Oggi, reti di ricercatori africani si stanno impegnando nella ricerca di modi per aumentare i dati sul web nelle lingue del continente, inclusa la documentazione dei termini scientifici nelle lingue dove attualmente tali termini non esistono. Dati che poi saranno disponibili per essere utilizzati dall’intelligenza artificiale per migliorare l’accesso alle lingue africane.

Intanto si moltiplica l’inventiva per colmare le lacune di Internet. Per esempio in Ghana, dove, ad Accra, nel 2018 Google ha aperto il suo primo centro di ricerca sull’intelligenza artificiale. In qualche modo, dunque, sorprende che solo due lingue ghanesi, su circa 80, siano rappresentate nel sistema di traduzione.

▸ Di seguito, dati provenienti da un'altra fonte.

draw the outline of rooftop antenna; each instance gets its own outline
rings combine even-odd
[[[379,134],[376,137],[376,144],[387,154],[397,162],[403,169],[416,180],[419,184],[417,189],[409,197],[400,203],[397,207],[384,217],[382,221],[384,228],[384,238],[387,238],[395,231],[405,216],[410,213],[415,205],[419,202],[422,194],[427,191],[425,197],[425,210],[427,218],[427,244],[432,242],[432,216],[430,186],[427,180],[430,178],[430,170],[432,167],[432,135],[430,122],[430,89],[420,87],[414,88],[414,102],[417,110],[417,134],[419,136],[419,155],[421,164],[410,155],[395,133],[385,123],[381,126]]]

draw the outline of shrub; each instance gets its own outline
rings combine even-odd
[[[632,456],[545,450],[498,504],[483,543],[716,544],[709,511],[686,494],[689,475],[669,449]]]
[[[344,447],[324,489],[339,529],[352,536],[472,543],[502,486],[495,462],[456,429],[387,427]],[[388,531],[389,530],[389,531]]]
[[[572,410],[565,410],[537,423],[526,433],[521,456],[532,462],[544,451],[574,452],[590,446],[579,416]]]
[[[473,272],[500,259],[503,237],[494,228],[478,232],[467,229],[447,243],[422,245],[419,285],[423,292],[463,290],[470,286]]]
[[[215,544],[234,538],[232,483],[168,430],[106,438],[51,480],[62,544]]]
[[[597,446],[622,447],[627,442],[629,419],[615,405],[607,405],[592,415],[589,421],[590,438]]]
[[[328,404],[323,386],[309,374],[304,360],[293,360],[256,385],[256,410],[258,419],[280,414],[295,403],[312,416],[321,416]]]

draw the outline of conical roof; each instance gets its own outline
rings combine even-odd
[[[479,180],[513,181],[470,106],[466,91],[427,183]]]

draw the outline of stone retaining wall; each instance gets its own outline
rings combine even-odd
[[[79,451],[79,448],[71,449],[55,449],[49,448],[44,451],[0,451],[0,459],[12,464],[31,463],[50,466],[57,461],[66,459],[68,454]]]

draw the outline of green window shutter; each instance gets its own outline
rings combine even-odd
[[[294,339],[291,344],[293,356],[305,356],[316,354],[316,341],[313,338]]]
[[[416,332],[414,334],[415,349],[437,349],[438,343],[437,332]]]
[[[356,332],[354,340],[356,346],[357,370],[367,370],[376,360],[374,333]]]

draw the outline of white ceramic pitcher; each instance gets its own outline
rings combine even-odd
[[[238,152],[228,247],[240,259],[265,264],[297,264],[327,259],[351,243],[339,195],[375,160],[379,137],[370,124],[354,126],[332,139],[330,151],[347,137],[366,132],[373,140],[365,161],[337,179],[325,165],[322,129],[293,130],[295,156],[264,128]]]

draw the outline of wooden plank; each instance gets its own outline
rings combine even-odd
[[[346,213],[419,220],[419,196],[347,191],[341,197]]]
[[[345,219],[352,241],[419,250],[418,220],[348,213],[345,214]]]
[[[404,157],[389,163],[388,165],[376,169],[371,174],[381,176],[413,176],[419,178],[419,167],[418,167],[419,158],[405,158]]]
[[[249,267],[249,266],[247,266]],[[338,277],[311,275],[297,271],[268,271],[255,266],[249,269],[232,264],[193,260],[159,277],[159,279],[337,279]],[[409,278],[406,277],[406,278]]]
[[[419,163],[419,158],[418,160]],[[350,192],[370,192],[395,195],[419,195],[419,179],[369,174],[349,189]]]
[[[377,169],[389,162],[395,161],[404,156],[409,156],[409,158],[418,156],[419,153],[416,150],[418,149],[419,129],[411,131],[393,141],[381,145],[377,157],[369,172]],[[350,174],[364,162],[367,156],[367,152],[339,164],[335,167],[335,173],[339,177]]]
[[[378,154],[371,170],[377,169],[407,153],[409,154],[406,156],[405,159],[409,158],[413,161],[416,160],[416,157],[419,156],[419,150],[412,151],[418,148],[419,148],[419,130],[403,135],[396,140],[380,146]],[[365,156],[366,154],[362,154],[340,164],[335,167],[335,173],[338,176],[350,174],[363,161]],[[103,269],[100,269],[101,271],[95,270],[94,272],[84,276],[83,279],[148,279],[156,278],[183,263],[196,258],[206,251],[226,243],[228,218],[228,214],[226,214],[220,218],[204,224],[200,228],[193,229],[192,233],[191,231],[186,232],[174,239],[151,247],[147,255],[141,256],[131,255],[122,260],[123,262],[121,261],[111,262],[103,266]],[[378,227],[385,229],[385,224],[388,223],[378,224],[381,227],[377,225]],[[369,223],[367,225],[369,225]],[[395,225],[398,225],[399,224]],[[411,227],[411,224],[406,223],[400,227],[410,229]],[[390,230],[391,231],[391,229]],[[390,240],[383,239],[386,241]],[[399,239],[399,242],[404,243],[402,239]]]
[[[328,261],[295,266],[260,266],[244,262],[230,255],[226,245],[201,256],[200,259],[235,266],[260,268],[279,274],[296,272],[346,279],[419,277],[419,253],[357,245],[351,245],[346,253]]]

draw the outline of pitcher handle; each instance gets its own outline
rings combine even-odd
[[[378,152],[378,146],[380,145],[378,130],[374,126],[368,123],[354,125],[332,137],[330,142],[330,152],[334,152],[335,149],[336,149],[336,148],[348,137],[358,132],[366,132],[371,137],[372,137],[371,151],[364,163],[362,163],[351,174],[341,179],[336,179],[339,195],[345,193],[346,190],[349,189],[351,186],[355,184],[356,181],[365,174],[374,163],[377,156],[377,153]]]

Per ovviare a questo oggi esiste un’app, Khaya, che traduce non solo nelle principali lingue locali ma anche in alcune delle lingue africane più diffuse. I creatori, che fanno parte di un’iniziativa open-source a base volontaria, sottolineano l’utilizzo sociale dell’app: per esempio negli ospedali dove i medici curano pazienti che parlano lingue totalmente diverse o nelle aule di tribunale dove i traduttori scarseggiano.

Le fonti utilizzate per realizzare il database? La Bibbia nelle varie traduzioni e le persone reali incontrate da editori di Wikipedia che lavorano su articoli in lingue locali. Piccole iniziative che rendono chiara l’esigenza di abbattere le barriere linguistiche anche su Internet.